BANJARMASIN, KOMPAS.com – Baru 18 persen dari 8.000-an segmen batas wilayah daerah otonom kota/kabupaten di Indonesia yang selesai penegasannya. Sisanya, 82 persen belum bisa dipastikan kapan selesai.
Menurut Direktur Jenderal (Dirjen) Pemerintahan Umum Kementerian Dalam Negeri Timbul Pujianto, selama ini penetapan batas wilayah sudah ada pada undang-undang pembentukan masing-masing daerah otonom. Hanya saja, karena batas itu hanya terdapat pada skala peta, maka perlu penegasan batas-batas riil di lapangan.
"Batas wilayah yang sudah beres (penegasannya) kebanyakan di Jawa. Di sana batas-batas wilayah orang desa tahu. Sedang di daerah luas dengan penduduk sedikit, seperti Papua, orang jarang tahu di mana batas wilayahnya," tutur Timbul, Senin (25/4/2011) di Banjarmasin, Kalimantan Selatan.
Masalah batas wilayah berpotensi memicu konflik, baik yang melibatkan masyarakat secara langsung maupun di tataran pemerintah daerah. Konflik itu muncul terutama bila menyangkut keberadaan potensi sumber daya alam di batas wilayah itu.
Timbul mengungkapkan, masih ada kelemahan di dalam pembentukan daerah otonom selama ini. Kelemahan itu menyangkut batas wilayah. "Ketika sebuah daerah otonom dibentuk maka yang langsung dipikirkan adalah kantor kepala daerah. Batasnya lupa. Tapi ketika di situ ada sumber daya alam baru ribut," katanya.

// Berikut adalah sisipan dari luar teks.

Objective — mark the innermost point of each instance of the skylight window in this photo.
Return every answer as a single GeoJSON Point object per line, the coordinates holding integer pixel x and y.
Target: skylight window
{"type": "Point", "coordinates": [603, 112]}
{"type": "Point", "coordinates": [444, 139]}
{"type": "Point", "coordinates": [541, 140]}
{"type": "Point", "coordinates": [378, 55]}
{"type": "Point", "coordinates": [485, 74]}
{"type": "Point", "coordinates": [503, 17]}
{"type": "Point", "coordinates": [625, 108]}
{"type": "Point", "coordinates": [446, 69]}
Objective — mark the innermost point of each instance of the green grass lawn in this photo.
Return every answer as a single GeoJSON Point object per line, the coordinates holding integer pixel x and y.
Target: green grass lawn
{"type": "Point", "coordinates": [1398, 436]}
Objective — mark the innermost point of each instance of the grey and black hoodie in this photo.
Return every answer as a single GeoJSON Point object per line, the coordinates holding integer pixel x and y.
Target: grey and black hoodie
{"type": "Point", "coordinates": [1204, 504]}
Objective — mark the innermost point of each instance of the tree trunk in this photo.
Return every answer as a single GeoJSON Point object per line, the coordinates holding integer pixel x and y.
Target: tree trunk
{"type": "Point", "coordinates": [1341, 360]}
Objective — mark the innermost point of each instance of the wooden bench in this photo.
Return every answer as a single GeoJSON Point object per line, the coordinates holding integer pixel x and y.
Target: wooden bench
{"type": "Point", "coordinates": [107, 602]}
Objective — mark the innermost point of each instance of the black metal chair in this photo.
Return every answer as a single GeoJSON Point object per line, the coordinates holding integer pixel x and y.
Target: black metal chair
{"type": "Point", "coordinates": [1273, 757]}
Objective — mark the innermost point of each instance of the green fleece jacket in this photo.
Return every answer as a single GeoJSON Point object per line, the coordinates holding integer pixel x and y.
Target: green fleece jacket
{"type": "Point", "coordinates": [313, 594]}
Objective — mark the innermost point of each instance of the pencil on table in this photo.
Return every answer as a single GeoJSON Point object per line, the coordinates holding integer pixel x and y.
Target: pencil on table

Sementara itu menanggapi batas wilayah Kabupaten Tanah Laut dan Tanah Bumbu, Gubernur Kalsel Rudy Arifin menyatakan ingin mengikuti prosedur. Ia juga meminta kedua pemerintah kabupaten bisa menghormati hasilnya nanti.
"Jadi ada verifikasi. Dirjen Pemerintahan Umum dan tim sudah datang dan mereka akan ke lapangan. Tahap selanjutnya tinggal pengambilan keputusan oleh Mendagri. Kami menunggu semoga cepat ada hasilnya," papar Rudy.